Cedar Breaks National Monument is a natural amphitheater canyon, stretching across 3 miles, with a depth of over 2,000 feet. The elevation of the rim is over 10,000 feet above sea level. Cedar Breaks was established in 1933 and is located 21 miles east of Cedar City, Utah. Cedar Breaks is a spectacular world of rainbow hued rock formations millions of years in the making. The eroded rock of the canyon is similar to formations at Bryce Canyon National Park, but has its own distinct look. From its high vantage points, clear vistas extend hundreds of miles featuring lush alpine forests and serene wildflower meadows.
The Cedar Breaks amphitheater, located near the west end of the Colorado Plateau, covers the west side of the Markagunt Plateau, the same plateau that forms parts of Zion National Park. Uplift and erosion formed the canyon over millions of years, raising and then wearing away the shale, limestone, and sandstone that was deposited at the bottom of an ancient lake, known as Lake Claron about 60 million years ago. It continues to erode at a pace of about 2 inches every 5 years. Indian settlers called it the “Circle of Painted Cliffs” because of the many brilliant colors that the rocks of the eroded canyon contained. The area is another form of badlands-canyons, spires, walls, and cliffs so steep and confusing that the land, while of great aesthetic value, are of little utilitarian worth. Early settlers called them badlands or breaks and created its current name by combining breaks with cedar for the many juniper trees that grow in the area.

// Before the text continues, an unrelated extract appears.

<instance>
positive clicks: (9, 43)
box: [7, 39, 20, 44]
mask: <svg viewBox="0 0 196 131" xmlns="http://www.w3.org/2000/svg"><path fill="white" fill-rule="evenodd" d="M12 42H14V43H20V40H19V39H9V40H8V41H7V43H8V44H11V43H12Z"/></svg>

Cedar Breaks National Monument contains rock formations known as hoodoos. These are also known as tent rocks, fairy chimneys or earth pyramids. A hoodoo is a tall thin spire of rock that protrudes from the bottom of an arid drainage basin or badland. Hoodoos are composed of soft sedimentary rock and are topped by a piece of harder, less easily-eroded stone that protects the column from the elements. Hoodoos have a variable thickness often described as having a “totem pole-shaped body.” Hoodoos range in height from that of an average human being to heights exceeding a 10-story building. Hoodoo shapes are affected by the erosional patterns of alternating hard and softer rock layers. Minerals deposited within different rock types cause hoodoos to have different colors throughout their height.
Cedar Breaks provides many different types of activities. There is a scenic drive along The Cedar Breaks Hwy U-148 that offers beautiful views of the rock formations, meadows, and forests. There are four developed overlooks, and trail heads for two hiking trails located along the scenic drive. The Alpine Pond Trail is an easy two mile route that offers excellent views of the wildflower meadows. Spectra Points/Ramparts Trail leads for one mile to the Spectra Point Overlook. Hikers who are prepared for a slightly more strenuous hike may continue one mile further to the Ramparts Overlook. During the summer months, geology talks and evening campfire programs are offered by the park rangers. Campground sites are also available on a first come, first serve basis from mid June through September.
Cedar Breaks boasts some of the most spectacular wildflowers and fall colors in the nation. Hundreds of thousands of guests visit the park each year. During the winter months, the scenic highway through Cedar Breaks is closed and becomes a groomed trail for snowmobiles, x-country skiing, and snowshoeing.